The menu is straightfoward, offering traditional Middle Eastern fare that ranges from "seen it before" usuals such as Hummus, Tabouleh, and Kebab, to "never want to see it again" such as the "Pitza", which is a middle eastern take on pizza using pita bread and various toppings. The Tabouleh, which I've enjoyed in the past elsewhere, is nothing more than seasoned chopped parsley with lemon juice. Moustache's version wasn't sapped with enough lemon and arrived without any sort of bread, leaving me no other option but to eat the plate of chopped parsley with a fork. This was as silly as it was depressing. Traditional Armenian Lamb on pita (officially "Lahmahjoon") can be really good, but Moustache's lukewarm interpretation had way too much lamb, not enough red onions, and lacked the bold lemon flavor that makes the entire dish even worth ordering. The "Ouzi" was a benign combination of rice, vegetables, and spices, mixed and baked in an enclosed pocket of phyllo dough. There is no doubt it was made to order using fresh ingredients, but I can't get excited over what is essentially rice pilaf baked in a balloon of dough. The accompanying yogurt sauce was a boring, drippy version of the beloved Greek Tzatziki sauce that I hold so near and dear to my heart. Meghan's spinach and cheese pie tasted funny to me as the spinach was unusually bitter, emitting a sulfuric odor that I liken to the stink that takes over the room when you overcook collard greens. It turned me off to say the least.

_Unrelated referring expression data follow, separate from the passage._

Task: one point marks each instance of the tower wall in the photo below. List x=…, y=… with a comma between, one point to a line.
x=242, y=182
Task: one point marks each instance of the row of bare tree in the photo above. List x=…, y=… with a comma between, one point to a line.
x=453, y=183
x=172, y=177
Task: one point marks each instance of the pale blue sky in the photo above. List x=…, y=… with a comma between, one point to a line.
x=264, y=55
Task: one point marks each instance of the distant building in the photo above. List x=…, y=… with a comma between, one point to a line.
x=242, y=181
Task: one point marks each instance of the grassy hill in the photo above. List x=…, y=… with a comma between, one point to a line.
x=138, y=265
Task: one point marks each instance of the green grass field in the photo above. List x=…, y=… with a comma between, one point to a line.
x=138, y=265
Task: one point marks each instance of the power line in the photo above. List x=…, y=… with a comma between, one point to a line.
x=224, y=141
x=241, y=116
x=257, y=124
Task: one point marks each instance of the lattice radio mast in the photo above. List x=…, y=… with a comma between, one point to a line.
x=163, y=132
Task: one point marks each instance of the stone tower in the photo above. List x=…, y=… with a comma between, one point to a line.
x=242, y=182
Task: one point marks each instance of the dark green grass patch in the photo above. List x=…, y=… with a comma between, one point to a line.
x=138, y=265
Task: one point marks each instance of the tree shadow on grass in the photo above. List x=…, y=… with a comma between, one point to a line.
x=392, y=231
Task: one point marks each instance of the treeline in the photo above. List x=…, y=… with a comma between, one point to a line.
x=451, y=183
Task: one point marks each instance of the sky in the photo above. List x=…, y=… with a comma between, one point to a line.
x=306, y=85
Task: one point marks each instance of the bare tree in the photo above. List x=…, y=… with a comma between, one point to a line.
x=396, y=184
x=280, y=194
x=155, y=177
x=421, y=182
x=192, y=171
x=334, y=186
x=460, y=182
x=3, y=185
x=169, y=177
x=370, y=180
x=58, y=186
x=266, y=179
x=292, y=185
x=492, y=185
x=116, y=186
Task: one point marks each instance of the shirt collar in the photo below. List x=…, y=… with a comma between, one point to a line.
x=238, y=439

To my pleasure, the meal ended on a high note with an outstanding cup of gritty Turkish coffee, sweetened perfectly, and strong as hell. It was exactly as it should be and was by far the highlight of the meal.

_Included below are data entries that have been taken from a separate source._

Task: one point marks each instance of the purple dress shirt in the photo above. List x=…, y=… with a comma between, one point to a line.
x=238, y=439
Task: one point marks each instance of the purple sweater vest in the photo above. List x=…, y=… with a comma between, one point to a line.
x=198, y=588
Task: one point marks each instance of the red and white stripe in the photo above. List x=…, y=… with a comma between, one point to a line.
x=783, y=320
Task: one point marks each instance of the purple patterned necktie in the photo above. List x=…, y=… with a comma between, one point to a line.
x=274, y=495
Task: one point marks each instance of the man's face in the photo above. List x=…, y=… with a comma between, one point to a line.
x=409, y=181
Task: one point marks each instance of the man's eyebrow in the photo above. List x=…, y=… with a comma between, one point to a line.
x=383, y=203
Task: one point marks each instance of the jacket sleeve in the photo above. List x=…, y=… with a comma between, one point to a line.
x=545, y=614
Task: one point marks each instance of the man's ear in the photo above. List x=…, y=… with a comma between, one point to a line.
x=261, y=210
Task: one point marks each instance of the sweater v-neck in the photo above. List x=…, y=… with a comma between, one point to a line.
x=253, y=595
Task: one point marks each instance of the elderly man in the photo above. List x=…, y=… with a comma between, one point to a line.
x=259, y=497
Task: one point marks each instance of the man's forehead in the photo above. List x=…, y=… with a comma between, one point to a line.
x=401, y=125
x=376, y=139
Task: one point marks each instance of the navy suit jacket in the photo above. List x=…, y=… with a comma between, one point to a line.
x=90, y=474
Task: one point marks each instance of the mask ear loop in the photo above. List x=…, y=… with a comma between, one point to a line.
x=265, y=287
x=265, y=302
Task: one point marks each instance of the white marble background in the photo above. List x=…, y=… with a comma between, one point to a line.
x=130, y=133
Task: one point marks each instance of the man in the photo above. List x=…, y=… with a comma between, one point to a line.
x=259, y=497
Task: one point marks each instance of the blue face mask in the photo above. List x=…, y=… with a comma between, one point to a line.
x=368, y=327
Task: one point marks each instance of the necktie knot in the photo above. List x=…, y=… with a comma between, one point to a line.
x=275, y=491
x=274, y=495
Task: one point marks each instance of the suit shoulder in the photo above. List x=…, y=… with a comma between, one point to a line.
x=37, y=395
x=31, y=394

In all fairness, I think this eager establishment truly cares about the quality and authenticity of its food (save for the gimmicky "Pitzas" that should be taken off the menu and the back of the employees' T-shirts). With that, it is also fair to say that my wishywashy opinion about this type of food is as much to blame for my disappointing experience as is the handful of crticisms I had about the actual meal. Those who are thoroughly comfortable at the Middle Eastern table will probably find Moustache to be, at the very least a decent and affordable option in a neighborhood known for otherwise. As my ubereating ways propel me to more and more destinations, I recognize that while I may not always like where I end up, there is always a lesson to be learned at the table before me. In this case, I have learned that as my culinary exploration leads me toward the Middle East, I should proceed with caution, or even better, drop my bags in Greece where the Tzatziki is thick, tangy, and always flowing.

Report Card:
Food - C+/C+ --> Got cold too fast
Ambiance - C --> There was no ambiance
Service - B --> Efficient and nice enough, but clearly geared towards turning tables
Experience in a thought --> "Take a Look Around...Cause we ain't comin back."
If you had to go back: I'd go in the afternoon, on a rainy day, and enjoy a coffee or two.

Moustache
90 Bedford St (between Grove & Barrow)

2 comments:

Anonymous said...

who is your dining partner? My brother and I or is brother and me New Jersey talk? Enjoy your reviews.

Brandt said...

Danny Aiello is the authority on how the word 'pizza' should be pronounced and demonstrated such in 'Do the Right Thing.' By your title, I am glad that you embrace it. Although your brother with the magical culinary hands was infuriated by my correct and repeated pronunciation of the word during my last visit to Philly.